Thursday, October 27, 2011

Giving gaming a bad name

Newsweek has an article with the usual examples of online gaming addiction killing people. That sort of article with always the same examples must have gone through every newspaper and magazine over the last years. For most rational people it should be clear that the chance to die from online gaming addiction is about the same as dying from TV addiction, and several orders of magnitude below the chance of dying from alcohol or drug addiction. But "addiction" makes such a nice word for headlines.

Unfortunately this sort of sensationalist journalism finds easy targets in the so-called "hardcore" players. MMO Melting Pot reported this week that the first Ragnaros HC kill came after 500 wipes, and that even after knowing how it is done most guilds need about 400 pulls before they down Ragnaros.
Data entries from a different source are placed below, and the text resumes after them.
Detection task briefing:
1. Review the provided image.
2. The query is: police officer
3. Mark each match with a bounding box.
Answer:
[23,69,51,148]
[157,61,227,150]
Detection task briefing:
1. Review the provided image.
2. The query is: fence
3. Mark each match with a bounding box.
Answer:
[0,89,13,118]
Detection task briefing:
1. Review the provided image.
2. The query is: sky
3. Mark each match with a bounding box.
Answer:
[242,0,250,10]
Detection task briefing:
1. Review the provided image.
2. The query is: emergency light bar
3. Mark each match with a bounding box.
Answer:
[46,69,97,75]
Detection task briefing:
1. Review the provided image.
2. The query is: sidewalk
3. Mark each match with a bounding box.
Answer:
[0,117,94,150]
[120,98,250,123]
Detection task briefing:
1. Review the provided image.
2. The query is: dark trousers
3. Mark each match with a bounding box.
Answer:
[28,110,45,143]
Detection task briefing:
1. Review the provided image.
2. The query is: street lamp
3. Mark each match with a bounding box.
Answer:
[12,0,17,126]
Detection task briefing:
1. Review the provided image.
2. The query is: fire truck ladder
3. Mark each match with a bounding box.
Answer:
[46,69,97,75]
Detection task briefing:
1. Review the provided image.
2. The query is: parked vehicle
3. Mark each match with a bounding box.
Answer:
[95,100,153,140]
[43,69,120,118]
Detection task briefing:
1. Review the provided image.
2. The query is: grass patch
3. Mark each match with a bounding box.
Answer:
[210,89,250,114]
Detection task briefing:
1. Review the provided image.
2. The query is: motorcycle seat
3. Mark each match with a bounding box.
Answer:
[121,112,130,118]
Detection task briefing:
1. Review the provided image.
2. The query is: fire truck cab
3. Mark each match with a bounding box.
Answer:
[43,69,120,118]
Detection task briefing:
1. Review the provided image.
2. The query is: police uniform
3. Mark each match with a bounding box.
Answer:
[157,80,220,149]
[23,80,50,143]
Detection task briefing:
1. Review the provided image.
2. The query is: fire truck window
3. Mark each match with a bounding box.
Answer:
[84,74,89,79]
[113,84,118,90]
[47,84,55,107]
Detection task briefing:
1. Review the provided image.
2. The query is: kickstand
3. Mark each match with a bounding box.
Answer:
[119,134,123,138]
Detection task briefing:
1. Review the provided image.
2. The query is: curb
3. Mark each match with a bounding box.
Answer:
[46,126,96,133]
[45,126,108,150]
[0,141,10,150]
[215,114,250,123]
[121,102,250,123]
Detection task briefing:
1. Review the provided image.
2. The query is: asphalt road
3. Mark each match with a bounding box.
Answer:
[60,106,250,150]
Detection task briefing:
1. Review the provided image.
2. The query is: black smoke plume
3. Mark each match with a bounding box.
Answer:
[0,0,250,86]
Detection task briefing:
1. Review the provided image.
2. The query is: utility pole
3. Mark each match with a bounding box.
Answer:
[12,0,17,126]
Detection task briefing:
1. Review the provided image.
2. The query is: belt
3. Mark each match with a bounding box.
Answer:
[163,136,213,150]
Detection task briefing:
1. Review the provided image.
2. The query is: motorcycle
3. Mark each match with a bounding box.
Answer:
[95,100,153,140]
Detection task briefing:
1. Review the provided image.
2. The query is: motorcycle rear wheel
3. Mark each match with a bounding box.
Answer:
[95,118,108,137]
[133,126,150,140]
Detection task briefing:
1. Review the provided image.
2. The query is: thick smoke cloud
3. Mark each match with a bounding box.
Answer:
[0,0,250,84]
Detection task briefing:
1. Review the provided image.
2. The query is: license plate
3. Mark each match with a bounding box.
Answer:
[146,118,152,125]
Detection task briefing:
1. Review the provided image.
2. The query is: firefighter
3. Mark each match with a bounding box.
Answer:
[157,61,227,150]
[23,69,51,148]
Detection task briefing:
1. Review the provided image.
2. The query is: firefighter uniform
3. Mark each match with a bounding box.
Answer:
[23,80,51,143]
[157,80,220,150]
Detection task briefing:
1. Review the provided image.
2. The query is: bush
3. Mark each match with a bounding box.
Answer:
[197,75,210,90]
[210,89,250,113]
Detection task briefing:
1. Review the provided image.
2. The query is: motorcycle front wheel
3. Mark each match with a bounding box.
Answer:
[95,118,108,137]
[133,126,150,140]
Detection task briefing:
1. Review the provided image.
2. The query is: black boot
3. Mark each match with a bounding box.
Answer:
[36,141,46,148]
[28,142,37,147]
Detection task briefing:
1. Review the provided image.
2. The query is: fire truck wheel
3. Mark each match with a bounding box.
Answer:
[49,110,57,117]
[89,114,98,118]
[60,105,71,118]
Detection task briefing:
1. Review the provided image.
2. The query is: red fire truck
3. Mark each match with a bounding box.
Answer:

But while MMO Melting Pot asks whether that is good game design (easy question: no, it certainly isn't), I'm wondering about the much more difficult question whether that sort of "hardcore" playing still is sane, or whether such behavior can rightfully be called "addicted".
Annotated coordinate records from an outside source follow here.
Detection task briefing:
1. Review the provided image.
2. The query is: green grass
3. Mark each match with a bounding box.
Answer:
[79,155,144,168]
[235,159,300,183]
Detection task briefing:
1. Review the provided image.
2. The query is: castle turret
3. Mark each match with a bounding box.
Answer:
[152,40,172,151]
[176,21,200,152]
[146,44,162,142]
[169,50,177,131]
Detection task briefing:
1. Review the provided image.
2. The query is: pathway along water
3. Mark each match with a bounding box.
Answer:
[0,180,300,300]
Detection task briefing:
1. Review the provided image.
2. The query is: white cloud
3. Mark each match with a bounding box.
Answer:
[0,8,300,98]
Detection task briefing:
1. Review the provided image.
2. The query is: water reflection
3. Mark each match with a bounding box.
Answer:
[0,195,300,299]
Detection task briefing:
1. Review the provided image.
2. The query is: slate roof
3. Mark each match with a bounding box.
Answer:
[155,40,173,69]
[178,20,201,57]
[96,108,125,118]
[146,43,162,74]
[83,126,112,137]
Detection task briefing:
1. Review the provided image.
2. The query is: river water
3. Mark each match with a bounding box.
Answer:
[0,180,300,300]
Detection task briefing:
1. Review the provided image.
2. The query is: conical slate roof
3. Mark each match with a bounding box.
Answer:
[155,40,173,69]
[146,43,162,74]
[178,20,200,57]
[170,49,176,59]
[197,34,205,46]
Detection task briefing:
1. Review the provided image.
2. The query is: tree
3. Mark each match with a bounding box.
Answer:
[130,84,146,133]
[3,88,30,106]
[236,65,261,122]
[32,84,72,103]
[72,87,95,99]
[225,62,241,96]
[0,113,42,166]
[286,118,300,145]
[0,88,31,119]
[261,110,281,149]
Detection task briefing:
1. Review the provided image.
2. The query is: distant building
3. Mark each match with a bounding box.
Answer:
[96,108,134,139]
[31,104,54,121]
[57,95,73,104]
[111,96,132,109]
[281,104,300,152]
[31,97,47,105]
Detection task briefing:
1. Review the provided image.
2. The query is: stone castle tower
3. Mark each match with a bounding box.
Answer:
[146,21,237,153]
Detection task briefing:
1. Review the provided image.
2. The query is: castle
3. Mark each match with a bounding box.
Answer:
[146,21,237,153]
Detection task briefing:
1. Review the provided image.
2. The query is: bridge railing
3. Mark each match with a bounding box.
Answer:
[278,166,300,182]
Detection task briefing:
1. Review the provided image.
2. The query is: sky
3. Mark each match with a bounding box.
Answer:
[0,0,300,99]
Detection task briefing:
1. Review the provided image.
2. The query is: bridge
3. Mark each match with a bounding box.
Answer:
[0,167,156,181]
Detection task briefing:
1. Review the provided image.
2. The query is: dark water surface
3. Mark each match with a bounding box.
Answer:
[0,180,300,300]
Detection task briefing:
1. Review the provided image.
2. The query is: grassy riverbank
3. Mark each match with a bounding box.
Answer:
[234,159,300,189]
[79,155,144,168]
There is certainly a problem that hardcore gamers are causing to the perception of people playing games in general. Every documentary about gaming (not to mention South Park) shows the unwashed guy living in his mother's basement playing WoW raids excessively while swearing profanities in his headset. We gamers know that this is a caricature, but in the end the perception hurts us all. We get to hear: "Oh, you play video games as a hobby? I've seen a film about that, isn't that rather unhealthy?"
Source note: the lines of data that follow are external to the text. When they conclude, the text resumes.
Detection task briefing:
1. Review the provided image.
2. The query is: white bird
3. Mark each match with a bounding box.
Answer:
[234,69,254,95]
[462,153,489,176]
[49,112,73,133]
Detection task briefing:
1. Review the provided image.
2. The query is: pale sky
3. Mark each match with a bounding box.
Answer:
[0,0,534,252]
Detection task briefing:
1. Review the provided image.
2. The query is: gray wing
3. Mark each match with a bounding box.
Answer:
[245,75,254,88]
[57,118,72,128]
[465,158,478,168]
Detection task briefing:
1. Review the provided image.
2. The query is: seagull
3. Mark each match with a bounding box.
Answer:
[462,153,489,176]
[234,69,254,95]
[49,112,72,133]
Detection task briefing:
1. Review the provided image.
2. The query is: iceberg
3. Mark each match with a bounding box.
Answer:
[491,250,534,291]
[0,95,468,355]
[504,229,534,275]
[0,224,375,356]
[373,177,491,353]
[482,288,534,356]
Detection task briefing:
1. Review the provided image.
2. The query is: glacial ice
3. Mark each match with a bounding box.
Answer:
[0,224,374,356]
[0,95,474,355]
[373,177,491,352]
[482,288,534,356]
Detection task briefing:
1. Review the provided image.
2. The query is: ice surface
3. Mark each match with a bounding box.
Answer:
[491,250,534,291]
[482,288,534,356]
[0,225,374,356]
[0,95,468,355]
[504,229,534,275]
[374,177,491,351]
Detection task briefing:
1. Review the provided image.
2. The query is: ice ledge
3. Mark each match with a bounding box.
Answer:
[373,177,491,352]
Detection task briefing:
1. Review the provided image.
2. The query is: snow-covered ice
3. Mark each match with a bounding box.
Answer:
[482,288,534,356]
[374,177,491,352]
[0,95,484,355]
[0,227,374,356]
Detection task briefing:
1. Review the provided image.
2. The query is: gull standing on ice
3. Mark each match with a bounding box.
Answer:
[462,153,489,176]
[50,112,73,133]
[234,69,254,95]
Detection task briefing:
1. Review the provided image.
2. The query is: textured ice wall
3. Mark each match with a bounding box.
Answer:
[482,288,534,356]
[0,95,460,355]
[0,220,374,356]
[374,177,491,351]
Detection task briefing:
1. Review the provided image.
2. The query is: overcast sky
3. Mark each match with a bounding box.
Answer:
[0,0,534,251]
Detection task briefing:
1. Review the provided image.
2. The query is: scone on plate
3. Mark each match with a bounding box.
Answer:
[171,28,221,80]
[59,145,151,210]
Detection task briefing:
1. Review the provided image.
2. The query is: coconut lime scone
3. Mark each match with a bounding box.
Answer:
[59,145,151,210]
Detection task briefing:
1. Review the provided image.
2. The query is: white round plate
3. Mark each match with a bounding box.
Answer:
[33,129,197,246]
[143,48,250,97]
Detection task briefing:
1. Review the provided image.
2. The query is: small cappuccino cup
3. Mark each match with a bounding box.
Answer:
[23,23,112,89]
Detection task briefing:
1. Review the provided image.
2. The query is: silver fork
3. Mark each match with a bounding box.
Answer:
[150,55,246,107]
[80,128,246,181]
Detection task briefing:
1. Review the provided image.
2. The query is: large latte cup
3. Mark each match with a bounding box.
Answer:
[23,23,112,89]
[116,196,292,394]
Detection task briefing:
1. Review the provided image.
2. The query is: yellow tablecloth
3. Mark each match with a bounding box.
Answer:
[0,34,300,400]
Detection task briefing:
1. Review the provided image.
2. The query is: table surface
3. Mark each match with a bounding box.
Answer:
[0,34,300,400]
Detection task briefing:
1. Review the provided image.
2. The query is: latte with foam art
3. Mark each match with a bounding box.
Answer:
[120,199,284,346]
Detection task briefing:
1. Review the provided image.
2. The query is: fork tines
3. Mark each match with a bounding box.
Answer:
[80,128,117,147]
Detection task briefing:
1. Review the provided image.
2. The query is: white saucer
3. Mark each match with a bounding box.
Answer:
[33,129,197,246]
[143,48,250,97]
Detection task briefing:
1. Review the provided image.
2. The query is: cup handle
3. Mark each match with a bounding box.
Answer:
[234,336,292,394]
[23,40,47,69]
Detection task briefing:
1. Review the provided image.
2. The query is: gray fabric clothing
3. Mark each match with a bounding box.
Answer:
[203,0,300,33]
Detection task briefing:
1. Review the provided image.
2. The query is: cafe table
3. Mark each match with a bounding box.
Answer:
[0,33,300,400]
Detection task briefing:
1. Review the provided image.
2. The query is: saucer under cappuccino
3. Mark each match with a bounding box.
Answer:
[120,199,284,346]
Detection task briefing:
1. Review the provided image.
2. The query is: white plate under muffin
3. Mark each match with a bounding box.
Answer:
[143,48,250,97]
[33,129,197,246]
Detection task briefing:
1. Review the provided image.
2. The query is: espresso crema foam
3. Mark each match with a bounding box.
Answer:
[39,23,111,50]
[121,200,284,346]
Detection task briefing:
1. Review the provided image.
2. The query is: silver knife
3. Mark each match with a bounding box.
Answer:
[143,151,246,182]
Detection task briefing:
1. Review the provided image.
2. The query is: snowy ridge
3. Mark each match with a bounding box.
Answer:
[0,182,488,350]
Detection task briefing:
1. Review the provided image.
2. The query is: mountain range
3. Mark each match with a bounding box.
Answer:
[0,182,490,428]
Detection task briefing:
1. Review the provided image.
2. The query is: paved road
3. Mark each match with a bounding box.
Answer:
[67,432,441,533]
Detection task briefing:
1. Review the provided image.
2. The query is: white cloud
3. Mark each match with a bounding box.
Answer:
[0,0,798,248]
What do you respond to that? That watching TV for 3 days probably isn't healthy either, even if it gets you a world record? Or do you launch the long-winded defence that the overwhelming majority of people playing video games plays them for less hours a day than the average American watches TV, and that a few crazies playing much more aren't representative for the rest of us? Sometimes I wonder if the Chinese aren't wiser than we are, when they impose limits on online gaming. Until then the hardcore gamers are going to be an easy mark for journalists writing about gaming addiction, and will continue to give gaming a bad name.